Saturday, June 6, 2009

Putting Faith in Foster Care - an article from the St. Louis Post Dispatch


Putting faith in foster care
BY
ST. LOUIS POST-DISPATCH
Saturday, Jun. 06 2009


Finding permanent homes for Missouri's foster children might come down to a matter of faith — in numbers.

That's the theory behind a coalition of 45 St. Louis area Christian churches that have pledged to help find foster and adoptive families in their congregations. Emily Nienhuis, lead organizer for the effort, called Fostering Faithful Families, said it could change the lives of hundreds of foster kids. "There are about 8,000 churches in Missouri, and so why are there still 1,400 kids waiting for adoption in Missouri if there's all these churches?" said Nienhuis, who is also director of the One Heart Family Ministries, a Christian group that promotes adoption of foster kids. "It should be preached in those churches that we are there to look out for the orphans who so need our help. "

The new group will sponsor its first recruiting event today at Calvary Church in St. Peters. It will partner with the Missouri Department of Social Services' Children's Division and a Colorado-based Christian advocacy group, Focus on the Family. The free event will encourage Christians to adopt older foster children and involve their churches in the foster care system. Participants today will see a photo gallery of adolescent foster children, meet representatives from children's agencies and hear speakers on adopting foster kids.

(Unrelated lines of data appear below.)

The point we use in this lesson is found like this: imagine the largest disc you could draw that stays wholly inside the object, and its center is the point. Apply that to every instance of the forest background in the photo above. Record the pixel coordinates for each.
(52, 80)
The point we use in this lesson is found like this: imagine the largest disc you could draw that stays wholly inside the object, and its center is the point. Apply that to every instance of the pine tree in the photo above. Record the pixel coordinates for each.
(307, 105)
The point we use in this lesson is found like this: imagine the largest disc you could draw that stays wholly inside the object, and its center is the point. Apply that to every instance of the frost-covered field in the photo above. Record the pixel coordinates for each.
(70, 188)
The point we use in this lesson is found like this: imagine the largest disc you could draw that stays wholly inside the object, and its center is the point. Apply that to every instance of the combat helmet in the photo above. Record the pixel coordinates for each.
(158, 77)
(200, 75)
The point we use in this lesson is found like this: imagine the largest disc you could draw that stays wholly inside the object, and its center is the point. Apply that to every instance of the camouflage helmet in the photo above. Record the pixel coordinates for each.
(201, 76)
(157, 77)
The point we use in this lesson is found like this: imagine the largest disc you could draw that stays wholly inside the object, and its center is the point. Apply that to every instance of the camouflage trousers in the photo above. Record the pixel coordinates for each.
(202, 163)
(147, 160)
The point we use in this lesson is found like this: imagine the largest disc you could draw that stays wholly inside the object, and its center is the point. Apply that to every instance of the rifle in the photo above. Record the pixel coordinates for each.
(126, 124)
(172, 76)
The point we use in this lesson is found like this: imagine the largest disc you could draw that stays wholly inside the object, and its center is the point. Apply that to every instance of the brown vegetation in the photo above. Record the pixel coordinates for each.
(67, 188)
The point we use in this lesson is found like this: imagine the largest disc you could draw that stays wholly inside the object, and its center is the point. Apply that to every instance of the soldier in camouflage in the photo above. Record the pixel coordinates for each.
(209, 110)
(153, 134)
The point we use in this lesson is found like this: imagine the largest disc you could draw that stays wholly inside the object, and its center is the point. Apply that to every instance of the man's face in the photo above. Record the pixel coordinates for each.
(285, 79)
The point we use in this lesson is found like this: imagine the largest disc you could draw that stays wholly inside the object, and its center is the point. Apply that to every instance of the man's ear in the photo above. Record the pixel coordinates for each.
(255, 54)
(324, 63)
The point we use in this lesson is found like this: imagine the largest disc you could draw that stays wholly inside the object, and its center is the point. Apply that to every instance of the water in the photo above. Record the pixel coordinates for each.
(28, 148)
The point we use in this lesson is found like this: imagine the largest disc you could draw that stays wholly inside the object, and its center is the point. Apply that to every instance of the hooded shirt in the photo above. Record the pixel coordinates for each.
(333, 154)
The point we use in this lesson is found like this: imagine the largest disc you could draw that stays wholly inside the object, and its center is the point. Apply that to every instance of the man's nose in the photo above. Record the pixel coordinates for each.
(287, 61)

Prospective parents can even begin the initial adoption process.

Fostering Faithful Families is based on the idea that church congregations can support foster and adoptive parents, providing everything from prayer circles and hand-me downs to baby sitting. New foster parents can often feel overwhelmed by the demands of a new child and an avalanche of court appointments and state regulations.

"Unfortunately, most foster parents have one placement and then quit," Nienhuis said. Faith-based involvement in foster care is not new in Missouri or the nation.

In 2004, Missouri lawmakers passed legislation requiring the Children's Division to seek out partnerships with religious groups. The law came in the wake of former President George W. Bush's push to fund faith-based partnerships for social welfare programs. The law prompted the creation of Missouri Compassion, which connects churches with the Children's Division to help foster children by, for example, providing clothes and food.

But Fostering Faithful Families, which takes no state or federal money, is the first faith-based movement in Missouri trying to create new foster and adoptive families. It is also one of the more organized faith-based alliances in the country, said Kelly Rosati of Focus on the Family. Amy Martin, adoption program manager with the Children's Division, said the faith-based nature of the program is not an issue. Foster parents are not restricted from bringing kids into their faiths unless a child or a biological parent forbids it. Nienhuis said foster parents find that children in state custody have rarely been raised in an organized religious community. The arrangement also passes muster with critics of faith-based government initiatives. Americans United for the Separation of Church and State, for example, says it doesn't have a problem as long as the program is not subsidized by government dollars and does not favor one religion. But groups trying to reform the foster care system still have doubts.

The National Coalition for Child Protection Reform believes churches can better serve children by helping their biological families so the kids can return to them. Fostering Faithful Families started its work in March, training its first round of "ambassadors." They will head ministries supporting foster families in specific churches. They include Erika Van Order, a member of Memorial Presbyterian Church in St. Louis, who has adopted one foster child, now 4, whom she took in as an infant. She is a foster mother to two other children. Van Order said foster care can be "a roller coaster of emotions" as she deals with child advocates, the family court, the Children's Division and, in her case, the natural parents of some of her foster kids. "You tend to live court date to court date, not knowing if your kid is going back," she said. "Sometimes you agree with the court and sometimes you don't." Van Order said that a week after she first became a foster parent, her church held a surprise baby shower. Parishioners have also offered bags of hand-me-downs and other help. But most important, when a court date arrives, she said, she gets something even greater: a community praying for her and the kids.